Das Prallluftschiff namens „Kiew“, das er selbst finanzierte und, von der Ballonhülle abgesehen, komplett von eigener Hand erbaute, hatte ein Volumen von 850 m³, eine Länge von 40 m, einen Durchmesser von 7 m und ein Gewicht von etwa 524 kg. Es konnte zwei Mechaniker und drei weitere Passagiere transportieren. Das Schiff besaß elektrisches Licht und einen 25-PS-Motor, mit dem das Schiff eine Geschwindigkeit vom 35 km/h erreichen konnte. Am 6. August 1912 nahm er an einem Manöver des Militärbezirk Kiew teil. Er stieg, obwohl das Luftschiff mit ihm, seinem Sohn sowie einem Mechaniker besetzt war und Reservekraftstoff sowie 60 kg Ballast mitführte, schnell auf eine Höhe von 1000 Metern. Jedoch kam es auf Grund von Gegenwind zu einem Ausfall des Motors und er trieb 120 km von Kiew ab und konnte schließlich bei Tschernihiw notlanden. Im Winter 1911/12 verbesserte er das Luftschiff. Mit diesem modernisierten Modell unternahm er über 150 Flüge und führte dabei insgesamt 200 Passagiere mit.
Am 12. August 1912 machte Anders zur Neueröffnung des Sportstadions in Kiew-Lukjaniwka (ukr.: Лукянівка; heute Stadtteil des Kiewer Rajons Schewtschenko) einen Flug von Kiew nach Oster.
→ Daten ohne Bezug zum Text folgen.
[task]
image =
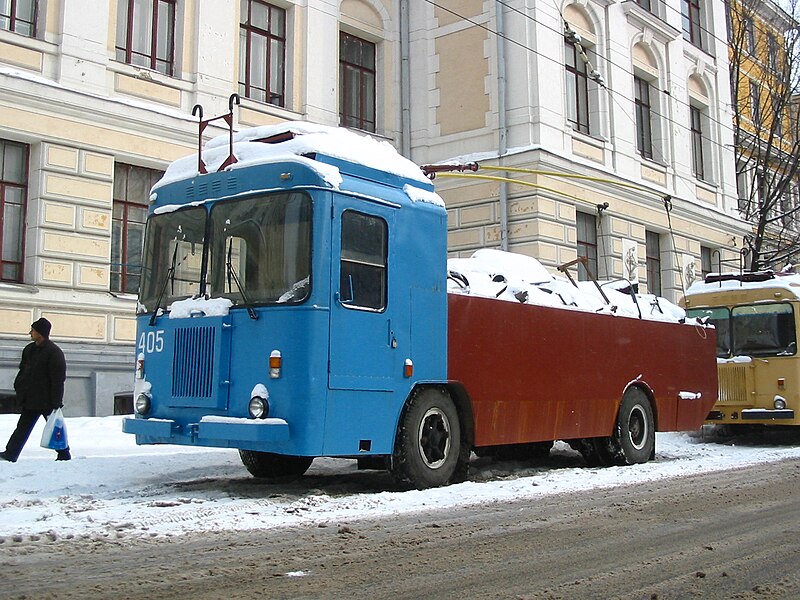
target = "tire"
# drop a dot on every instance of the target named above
(275, 467)
(635, 433)
(429, 450)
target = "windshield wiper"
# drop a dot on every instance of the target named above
(170, 276)
(232, 274)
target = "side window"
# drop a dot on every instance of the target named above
(362, 279)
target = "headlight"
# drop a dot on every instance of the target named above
(258, 407)
(143, 404)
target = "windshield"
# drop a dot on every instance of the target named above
(752, 330)
(763, 330)
(173, 257)
(265, 244)
(258, 251)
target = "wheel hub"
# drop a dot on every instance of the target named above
(434, 438)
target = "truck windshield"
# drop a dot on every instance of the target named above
(172, 257)
(265, 244)
(258, 252)
(752, 330)
(763, 330)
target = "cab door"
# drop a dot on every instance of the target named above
(362, 341)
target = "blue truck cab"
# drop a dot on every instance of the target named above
(293, 303)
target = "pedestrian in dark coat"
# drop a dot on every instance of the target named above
(39, 386)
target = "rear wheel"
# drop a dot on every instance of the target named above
(635, 434)
(278, 467)
(428, 451)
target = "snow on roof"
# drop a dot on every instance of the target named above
(518, 278)
(307, 139)
(787, 281)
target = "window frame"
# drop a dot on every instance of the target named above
(586, 223)
(21, 229)
(655, 279)
(644, 117)
(125, 49)
(247, 31)
(361, 120)
(577, 83)
(124, 222)
(691, 22)
(13, 18)
(698, 151)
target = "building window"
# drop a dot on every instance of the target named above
(755, 103)
(692, 31)
(131, 192)
(772, 53)
(698, 159)
(13, 194)
(586, 229)
(577, 88)
(356, 82)
(18, 16)
(705, 261)
(644, 131)
(262, 52)
(653, 259)
(749, 35)
(146, 34)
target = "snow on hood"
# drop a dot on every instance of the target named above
(787, 281)
(518, 278)
(310, 138)
(200, 307)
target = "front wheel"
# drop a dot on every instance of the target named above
(276, 467)
(428, 450)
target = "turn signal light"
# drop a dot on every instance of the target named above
(140, 366)
(408, 368)
(275, 364)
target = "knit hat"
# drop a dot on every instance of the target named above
(42, 326)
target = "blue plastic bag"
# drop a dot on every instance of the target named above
(54, 435)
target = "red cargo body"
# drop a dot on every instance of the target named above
(536, 373)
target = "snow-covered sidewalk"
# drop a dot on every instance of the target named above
(114, 488)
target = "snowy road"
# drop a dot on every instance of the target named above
(114, 489)
(718, 535)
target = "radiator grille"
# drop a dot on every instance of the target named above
(193, 362)
(733, 384)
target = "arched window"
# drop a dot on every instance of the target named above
(648, 105)
(582, 77)
(700, 129)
Am darauffolgenden Tag fing der Motor Feuer und das Luftschiff verbrannte vollständig, wobei glücklicherweise kein Personenschaden entstand. Nach diesem Unglück begann er mit dem Entwurf eines weiteren Luftschiffs, der „Kiew 2“, den er am 22. Oktober 1912 der Kiewer Gesellschaft für Luft- und Raumfahrt vorstellte. Der Entwurf sah ein Luftschiff für 12 Passagiere vor, das zwischen Kiew und Moskau verkehren sollte. Mit einer bootsförmigen Gondel sollte das Luftschiff wassern und als Schiff weiterfahren können. Dieser Entwurf kam wegen des Mangels an finanziellen Mitteln jedoch über die Planungsphase nicht hinaus.
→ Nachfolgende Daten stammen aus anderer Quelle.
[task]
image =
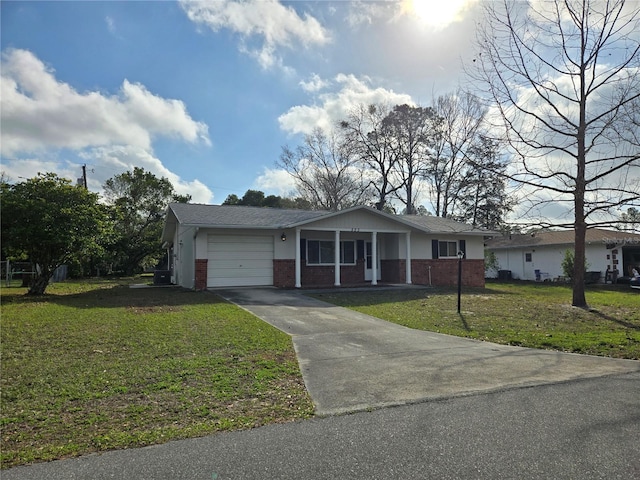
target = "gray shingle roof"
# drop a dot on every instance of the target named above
(240, 216)
(564, 237)
(442, 225)
(227, 216)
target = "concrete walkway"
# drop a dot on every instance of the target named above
(351, 361)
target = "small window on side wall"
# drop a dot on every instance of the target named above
(447, 249)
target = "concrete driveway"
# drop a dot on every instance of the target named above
(351, 361)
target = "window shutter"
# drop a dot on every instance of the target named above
(434, 249)
(303, 249)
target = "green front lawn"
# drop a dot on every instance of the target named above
(537, 315)
(98, 366)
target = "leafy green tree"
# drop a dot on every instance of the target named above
(630, 220)
(256, 198)
(50, 222)
(138, 202)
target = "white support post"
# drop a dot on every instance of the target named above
(374, 258)
(298, 260)
(408, 261)
(337, 259)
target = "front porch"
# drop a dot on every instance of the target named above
(337, 257)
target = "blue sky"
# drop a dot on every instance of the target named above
(206, 94)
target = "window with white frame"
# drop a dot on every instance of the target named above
(447, 249)
(322, 252)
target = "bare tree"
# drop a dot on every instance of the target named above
(364, 130)
(564, 81)
(483, 200)
(456, 127)
(325, 173)
(409, 130)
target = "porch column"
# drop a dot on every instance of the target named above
(337, 259)
(374, 258)
(298, 268)
(408, 265)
Ende 1912 ging er zur Weiterbildung für ein Jahr als Luftschiffbauer zur Luftschiffbau Zeppelin GmbH von Ferdinand Graf von Zeppelin nach Deutschland. Nach Kiew zurückgekehrt, befasste er sich mit dem Bau eines Gerüstes für ein Starrluftschiff. Mit seinen bei Zeppelin gemachten Erfahrungen und schriftlichen Rückfragen bei Konstantin Eduardowitsch Ziolkowski fand er eine technische Lösung, mit wenig Wasserstoff auszukommen, konnte diese aber wegen des Ausbruchs des Ersten Weltkrieges nicht realisieren. 1921 erhielt er von der Sowjetregierung den Auftrag ein Luftschiff zur Personenbeförderung mit einem Fassungsvermögen von 100 Passagieren zu entwerfen. Im Frühjahr 1924 war der Entwurf eine Starrluftschiffes mit änderbarem Volumen fertig. Dieser Entwurf stieß bei den Experten auf reges Interesse und man beschloss den Bau eines 5000 m³ großen Luftschiffes nach diesem Entwurf. Nachdem er den Entwurf etwas vereinfacht hatte, gründete er die Gesellschaft „Akopeda“ (ukrainisch: Акопеда) zum Bau und zum Betrieb des Luftschiffs, was aber durch seinen Tod im Mai 1926 nicht zustande kam.
Fedir Anders starb zwei Tage vor seinem 58. Geburtstag in Kiew und wurde dort auf dem Baikowe-Friedhof bestattet.
Er war Mitglied der von 1909 bis 1917 bestehenden Kiewer Luftfahrt-Gesellschaft und von 1923 an Mitglied der Aviation-Wissenschaftlich-Technischen Gesellschaft am Kiewer Polytechnischen Institut.
Gedenken
In Kiewer Stadtviertel Чоколівка /Tschokoliwka war in der zweiten Hälfte des 20. Jahrhunderts eine Straße und ist heute noch eine Bushaltestelle nach ihm benannt.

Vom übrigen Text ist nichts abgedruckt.